Ben: There still seems to be an assumption that this problem will stabilize in the medium term, even if it takes longer than originally anticipated. But do you see a possibility that it could actually worsen – or that forecasts calling for continued economic growth in the coming months might be as flawed as the ones anticipating a cessation of price increases – meaning that we could be facing a 1970’s-style “stagflation” scenario?
Eric: I think there’s a good chance that, from the perspective of the typical American, things will worsen in the near-term. Economists pay a lot of attention to “core CPI” – the consumer price index with food and energy stripped out. The rationale for this is that energy (and to a lesser degree, food) prices are unusually volatile. So if you want to get a sense of the general price trend, it’s best to bracket those two.
For the typical consumer though, energy prices are probably the most salient item in the whole index. Americans don’t necessarily know the prevailing price of an airline ticket or used car at any point in time. But they typically know damn well what gas costs. As winter descends, and demand for energy for home heating surges, we’re likely to see major price increases and public discontent.
More broadly, I do think that we could see a sustained period of tepid growth amid elevated prices. There are a lot of supply-side problems that will take time to resolve. And some have yet to make themselves fully felt. Energy shortages in China have throttled production for a wide range of exports, and that could translate into further price increases for American shoppers. But I would be surprised if anything analogous to the 1970s is in the offing. True, a global energy supply shock was critical to inflation both then and now.

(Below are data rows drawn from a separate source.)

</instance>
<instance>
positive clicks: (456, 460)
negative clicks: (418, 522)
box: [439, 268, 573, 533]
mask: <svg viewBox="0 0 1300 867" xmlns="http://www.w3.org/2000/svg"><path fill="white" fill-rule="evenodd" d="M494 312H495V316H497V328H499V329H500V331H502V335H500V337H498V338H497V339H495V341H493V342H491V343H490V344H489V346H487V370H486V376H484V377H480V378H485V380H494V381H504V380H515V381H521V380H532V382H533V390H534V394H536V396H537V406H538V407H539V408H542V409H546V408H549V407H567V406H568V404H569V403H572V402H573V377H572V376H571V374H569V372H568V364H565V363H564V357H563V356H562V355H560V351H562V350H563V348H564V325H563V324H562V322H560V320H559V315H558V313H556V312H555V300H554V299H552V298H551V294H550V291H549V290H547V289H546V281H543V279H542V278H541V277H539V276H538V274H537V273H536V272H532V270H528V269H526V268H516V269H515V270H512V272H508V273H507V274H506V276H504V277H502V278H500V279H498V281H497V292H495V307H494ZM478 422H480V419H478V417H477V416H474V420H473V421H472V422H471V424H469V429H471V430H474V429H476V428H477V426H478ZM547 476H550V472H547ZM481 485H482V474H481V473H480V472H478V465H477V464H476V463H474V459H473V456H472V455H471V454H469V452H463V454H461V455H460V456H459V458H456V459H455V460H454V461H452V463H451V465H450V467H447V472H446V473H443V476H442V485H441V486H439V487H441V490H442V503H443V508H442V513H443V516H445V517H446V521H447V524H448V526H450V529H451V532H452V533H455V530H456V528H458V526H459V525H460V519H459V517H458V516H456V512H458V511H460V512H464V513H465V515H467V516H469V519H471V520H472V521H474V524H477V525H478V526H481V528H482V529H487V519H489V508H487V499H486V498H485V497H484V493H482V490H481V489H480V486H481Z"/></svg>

But two other forces powered 1970s inflation: 1) Collective bargaining agreements that included cost-of-living-adjustments, such that wages for a large minority of workers automatically increased with prices – which in turn led their employers to hike prices further – in a cycle that was especially vicious for workers who were not covered by such agreements. Today, almost no workers enjoy the benefits of such contracts. And organized labor is weak more generally. So it’ll be much harder to get a “wage-price spiral” going. 2) The boomer generation was entering its prime purchasing years. This was an exceptionally large birth cohort, and as it started forming households en masse, demand for consumer durables increased. Today, we have a slightly similar thing going on, where the mass entrance of millennials into the homebuying market is pushing up prices. But our generation is much smaller than the Boomer one. America is a much older country today than it was in the 1970s. And old people buy a lot less stuff than young people, all else equal, because they already own a lot of stuff. So today, demographics are actually deflationary.
So, things definitely could get worse. But double-digit inflation amid high unemployment seems unlikely.